Meta has announced plans to build a C$13 billion data center in Alberta, its first in Canada. Reuters reported that the 1-gigawatt facility in Sturgeon County could scale to 1.8 gigawatts and would use as much electricity as 800,000 homes.
This is the new geography of AI.
The most powerful AI systems need massive computing capacity. That computing capacity needs land, electricity, cooling, grid equipment, natural gas, renewables, water systems, and long-term infrastructure planning.
Reuters reported that Meta’s Alberta project benefits from cheap natural gas and cold climate conditions that reduce cooling costs. The company plans to fund new power generation and grid infrastructure, while using interim power from Capital Power and future supply through a Pembina Pipeline-linked natural gas plant.
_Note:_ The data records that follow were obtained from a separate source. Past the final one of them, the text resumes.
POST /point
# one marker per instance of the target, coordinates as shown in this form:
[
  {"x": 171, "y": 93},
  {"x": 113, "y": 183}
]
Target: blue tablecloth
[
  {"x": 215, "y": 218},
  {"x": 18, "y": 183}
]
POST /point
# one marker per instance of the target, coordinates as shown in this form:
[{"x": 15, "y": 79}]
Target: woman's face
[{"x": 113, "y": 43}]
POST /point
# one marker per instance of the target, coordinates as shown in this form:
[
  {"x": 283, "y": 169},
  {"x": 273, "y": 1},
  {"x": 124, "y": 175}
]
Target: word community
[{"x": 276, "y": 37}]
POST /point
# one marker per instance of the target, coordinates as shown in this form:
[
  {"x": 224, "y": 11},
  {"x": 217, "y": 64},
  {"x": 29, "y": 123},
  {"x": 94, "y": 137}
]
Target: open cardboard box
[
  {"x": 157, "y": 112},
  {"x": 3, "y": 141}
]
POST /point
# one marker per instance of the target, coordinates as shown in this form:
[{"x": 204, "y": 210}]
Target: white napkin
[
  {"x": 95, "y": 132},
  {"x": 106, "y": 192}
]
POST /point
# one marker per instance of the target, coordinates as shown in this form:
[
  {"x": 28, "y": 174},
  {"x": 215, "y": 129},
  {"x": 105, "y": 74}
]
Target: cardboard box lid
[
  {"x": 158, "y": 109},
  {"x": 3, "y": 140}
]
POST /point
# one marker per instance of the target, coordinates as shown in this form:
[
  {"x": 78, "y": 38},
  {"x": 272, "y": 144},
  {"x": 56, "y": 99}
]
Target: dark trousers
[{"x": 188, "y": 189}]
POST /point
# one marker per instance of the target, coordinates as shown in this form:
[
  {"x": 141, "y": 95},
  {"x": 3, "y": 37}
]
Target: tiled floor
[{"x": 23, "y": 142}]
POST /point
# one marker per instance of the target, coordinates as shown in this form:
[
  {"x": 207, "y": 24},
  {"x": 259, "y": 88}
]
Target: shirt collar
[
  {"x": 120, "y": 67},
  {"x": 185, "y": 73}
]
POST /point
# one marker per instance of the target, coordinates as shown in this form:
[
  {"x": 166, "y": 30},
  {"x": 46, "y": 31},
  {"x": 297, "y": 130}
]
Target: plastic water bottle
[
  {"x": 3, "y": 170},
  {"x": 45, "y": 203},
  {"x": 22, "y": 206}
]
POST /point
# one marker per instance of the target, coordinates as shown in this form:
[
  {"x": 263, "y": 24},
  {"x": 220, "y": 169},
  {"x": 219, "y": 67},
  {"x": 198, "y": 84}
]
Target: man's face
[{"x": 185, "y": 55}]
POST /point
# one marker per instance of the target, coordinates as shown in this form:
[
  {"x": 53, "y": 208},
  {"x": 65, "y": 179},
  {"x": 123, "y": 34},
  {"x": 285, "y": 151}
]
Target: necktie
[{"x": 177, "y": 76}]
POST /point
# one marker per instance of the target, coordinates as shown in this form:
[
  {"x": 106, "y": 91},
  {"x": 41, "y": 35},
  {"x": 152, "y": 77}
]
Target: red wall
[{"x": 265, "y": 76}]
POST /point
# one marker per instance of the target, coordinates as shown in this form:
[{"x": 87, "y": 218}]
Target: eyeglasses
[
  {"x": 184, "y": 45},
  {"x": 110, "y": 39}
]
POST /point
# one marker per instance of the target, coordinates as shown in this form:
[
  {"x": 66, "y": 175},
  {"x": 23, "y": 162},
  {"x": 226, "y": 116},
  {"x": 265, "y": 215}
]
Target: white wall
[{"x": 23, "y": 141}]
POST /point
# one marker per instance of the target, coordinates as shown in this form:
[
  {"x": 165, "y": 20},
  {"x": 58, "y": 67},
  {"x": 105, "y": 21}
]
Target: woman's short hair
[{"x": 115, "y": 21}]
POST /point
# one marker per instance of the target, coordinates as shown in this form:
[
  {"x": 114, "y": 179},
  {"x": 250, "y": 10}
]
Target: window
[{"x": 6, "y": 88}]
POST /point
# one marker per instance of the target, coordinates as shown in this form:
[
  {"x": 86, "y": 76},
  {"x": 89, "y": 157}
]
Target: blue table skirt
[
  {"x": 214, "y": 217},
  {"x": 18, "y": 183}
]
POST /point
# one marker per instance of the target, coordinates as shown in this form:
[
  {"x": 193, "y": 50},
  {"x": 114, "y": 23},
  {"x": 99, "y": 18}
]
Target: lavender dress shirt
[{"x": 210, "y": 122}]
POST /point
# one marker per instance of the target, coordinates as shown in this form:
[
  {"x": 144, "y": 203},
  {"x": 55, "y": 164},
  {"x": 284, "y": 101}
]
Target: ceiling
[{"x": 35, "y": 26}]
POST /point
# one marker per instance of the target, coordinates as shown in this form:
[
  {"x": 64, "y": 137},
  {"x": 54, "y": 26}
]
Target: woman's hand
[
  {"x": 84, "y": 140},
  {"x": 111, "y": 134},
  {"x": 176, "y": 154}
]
The wider trend is bigger than one company. Reuters reported that U.N. researchers expect annual data-center power consumption to double to 945 terawatt-hours by 2030, roughly the electricity use of Japan, with AI accounting for 40% of the total. Water consumption could reach 9.3 trillion liters, and carbon emissions could rise to 399 million tons.
This changes how countries should think about technology.
AI leadership will not belong only to countries with smart engineers. It will belong to countries with cheap power, stable grids, cooling capacity, water planning, land access, regulation, capital, and political stability.
Data centers are becoming the new oil fields because they produce the raw material of the digital economy: compute.
For Africa, this creates both opportunity and warning. Countries with power shortages cannot host serious AI infrastructure. Countries with clean energy, land, and stable regulation may attract future investment. But data centers must not consume local resources without public benefit.
The AI race is therefore also an infrastructure race. Nations that want digital sovereignty must plan electricity, water, and fiber networks together.
Strategic Economic Assessment: AI’s growth is turning data centers into strategic infrastructure. The winners of the next technology race will be countries that can supply reliable power, cooling, water, land, and regulation. For developing states, the lesson is direct: AI policy is also energy policy. Without power, there is no digital sovereignty.